Tabii bunlar yıllar öncesinde kaldı, üzerinden çok şey geçti, insanlık ilerledi, Rönesans başladı, Rönesans bitti, Almanlar birleşti, Almanlar dağıldı, Fransız ihtilali oldu, Louvre halka açıldı, sanayi devrimi oldu, İlk Müslüman koleksiyoner Halil Paşa Courbet’den “Dünya’nın Kökeni” tablosunu aldı, Mona Lisa çalındı, Mona Lisa bulundu, Rusya’da avangardlar “Müzeleri yok edelim” dedi, Andy Warhol “Para kazanmak sanattır” dedi, Türkiye’de insanlar 0 900’lü hatlardan Ecevit’le konuştu, Marina Abramovic zibilyonuncu kere “Sakın evde denemeyin” performanslarını yaptı ve günümüze geldik. Bugün yaşadıklarımız Orta Çağ’ın bile gerisinde kalmışken en azından artık Yeni Akit gibi ikonoklastlara geri adım attırabiliyoruz. Önemli olan da bu zaten. En azından kendini güçlü zanneden kimilerine o kadar da güçlü olmadıklarını hatırlatabiliyoruz. En azından bunu yapanlara “Böyle olsun istemezdim” dedirtebiliyoruz. İnsanlığın ileri düşüncelerini, üniversitelerin olması gerektiği gibi bilimin ve sanatın özgürce üretilmesi gereken yerler olduğunu savunmaya devam eder ve bunu savunan insanlarla bir arada olursak o zaman “Sanki biraz açık mı olmuş” başlıklı bile haber yapamazlar.

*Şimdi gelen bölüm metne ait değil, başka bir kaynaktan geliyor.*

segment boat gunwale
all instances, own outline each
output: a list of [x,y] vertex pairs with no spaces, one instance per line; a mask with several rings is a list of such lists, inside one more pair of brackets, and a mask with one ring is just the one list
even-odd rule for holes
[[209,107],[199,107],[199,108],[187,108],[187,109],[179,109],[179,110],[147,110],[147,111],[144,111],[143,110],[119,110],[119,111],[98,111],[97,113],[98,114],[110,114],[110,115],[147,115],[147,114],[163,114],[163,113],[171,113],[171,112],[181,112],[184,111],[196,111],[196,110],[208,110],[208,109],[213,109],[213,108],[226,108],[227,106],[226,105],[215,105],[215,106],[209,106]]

*Talha Yasin Yaman, Lisans Tezi, Bizans İmparatorluğunda İkonoklast Dönem, 2017

ÖNCEKİ HABER

BİR KAVRAM: DİYALEKTİK -2-

SONRAKİ HABER

Engels  1-0 Harari

Sefer Selvi Karikatürleri
Evrensel Gazetesi Birinci Sayfa
Evrensel Ege Sayfaları
EVRENSEL EGE

Ege'den daha fazla haber, röportaj, mektup, analiz ve köşe yazısı...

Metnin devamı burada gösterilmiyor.